[tahoe-dev] blocks instead of files?

Mon Mar 15 02:27:56 UTC 2010

Zooko O'Whielacronx wrote:
> 
> Maybe we shouldn't be trying to optimize too much for these sorts of
> questions. When Brian is describing the difference between Mountain
> View and Tahoe-LAFS, he often starts by saying that Tahoe-LAFS stores
> entire shares (all the blocks of the share) together in one place so
> that the uploader, downloader, and server have fewer separate objects
> to keep track of. Maybe that's the best reason to keep doing it the
> way we're doing it now.

A bit more background on this: the MV/Mnet/MojoNation approach was to
split files into fixed-size segments (I believe the largest segsize was
2MiB, or maybe 16MiB, but I'm probably wrong). Then each segment was
erasure-coded into blocks (3x was typical expansion), and each block was
uploaded completely independently to a couple servers (I think 4x was
typical replication).

For large files, this resulted in a large number of encoded blocks to
keep track of. A 200MB file could result in 100 segments, 300 blocks,
and 1200 copies of blocks.

The storage servers managed their blocks by aggregating same-sized
blocks into big slabfiles, and using a small database to map blockid to
(slabfile, offset). The number of rows in this database grew so large
that the database index could no longer be held in RAM, at which point a
basic DYHB ("Do You Have Block?") query required a disk seek, dropping
the maximum DYHB acceptance rate to about 100Hz. And because the seek
occurred in a blocking read() call, the server could do nothing else
(like serve data) while waiting for the result.

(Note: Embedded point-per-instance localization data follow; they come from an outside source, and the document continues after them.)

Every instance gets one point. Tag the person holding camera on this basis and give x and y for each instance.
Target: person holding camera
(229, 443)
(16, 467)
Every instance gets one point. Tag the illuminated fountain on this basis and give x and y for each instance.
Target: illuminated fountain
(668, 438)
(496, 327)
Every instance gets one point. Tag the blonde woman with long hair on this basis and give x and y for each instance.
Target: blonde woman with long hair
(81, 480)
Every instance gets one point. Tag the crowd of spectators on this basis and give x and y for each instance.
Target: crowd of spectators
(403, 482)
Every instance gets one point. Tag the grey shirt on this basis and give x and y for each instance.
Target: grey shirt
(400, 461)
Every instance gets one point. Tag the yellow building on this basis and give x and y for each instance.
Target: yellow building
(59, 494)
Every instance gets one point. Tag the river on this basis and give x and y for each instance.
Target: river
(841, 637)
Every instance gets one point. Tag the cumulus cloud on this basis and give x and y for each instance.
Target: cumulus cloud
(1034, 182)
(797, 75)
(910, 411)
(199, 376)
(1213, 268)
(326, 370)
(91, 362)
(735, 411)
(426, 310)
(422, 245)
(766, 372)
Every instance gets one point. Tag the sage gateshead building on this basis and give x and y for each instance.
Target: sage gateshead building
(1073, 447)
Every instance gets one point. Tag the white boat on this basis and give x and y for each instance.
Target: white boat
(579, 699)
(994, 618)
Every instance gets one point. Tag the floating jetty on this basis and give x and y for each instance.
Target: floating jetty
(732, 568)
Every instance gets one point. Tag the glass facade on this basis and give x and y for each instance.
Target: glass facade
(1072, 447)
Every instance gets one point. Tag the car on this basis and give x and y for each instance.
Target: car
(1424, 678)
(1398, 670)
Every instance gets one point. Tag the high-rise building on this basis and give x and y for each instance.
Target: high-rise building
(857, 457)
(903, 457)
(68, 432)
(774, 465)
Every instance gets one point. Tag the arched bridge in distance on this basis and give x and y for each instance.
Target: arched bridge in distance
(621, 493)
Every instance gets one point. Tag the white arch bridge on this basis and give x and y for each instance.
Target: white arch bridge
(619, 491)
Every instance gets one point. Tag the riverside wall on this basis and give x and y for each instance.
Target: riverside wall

Worse yet, because a MV client needed to ask about 1200 objects for each
file download, the rate at which it was sending DYHB queries was high
too, making that 100Hz limit pretty troubling.

Tahoe's share-based approach (as opposed to MV's block-based approach)
means that each share results in exactly one object for a storage server
to manage. The default 3-of-10 encoding means each file creates 10
objects that need to be managed. Where a 200MB file could result in 1200
MV objects, in Tahoe it turns into 10 objects. And where MV would need
to issue 1200 DYHB queries, Tahoe only emits 10 (and could get away with
3 if it were feeling lucky).

This 100-fold reduction in the number of things that a storage server
must keep track of was the biggest reason we built Tahoe. The DB lookup
performance was killing us. In Tahoe, the number of items being tracked
(which tends to be 1 to 10 million for a full 1TB drive) is small enough
that we don't even use a DB. Instead, we just use the filesystem
(tahoe's dead-simple storage/shares/$PREFIX/$SI/$SHNUM scheme). So far,
linux+ext3 seem to do a decent job of caching that much structure in
RAM. (although I think it's been a looong time since we did any
server-performance testing, like how many get_bucket() calls per second
we can make).

cheers,
 -Brian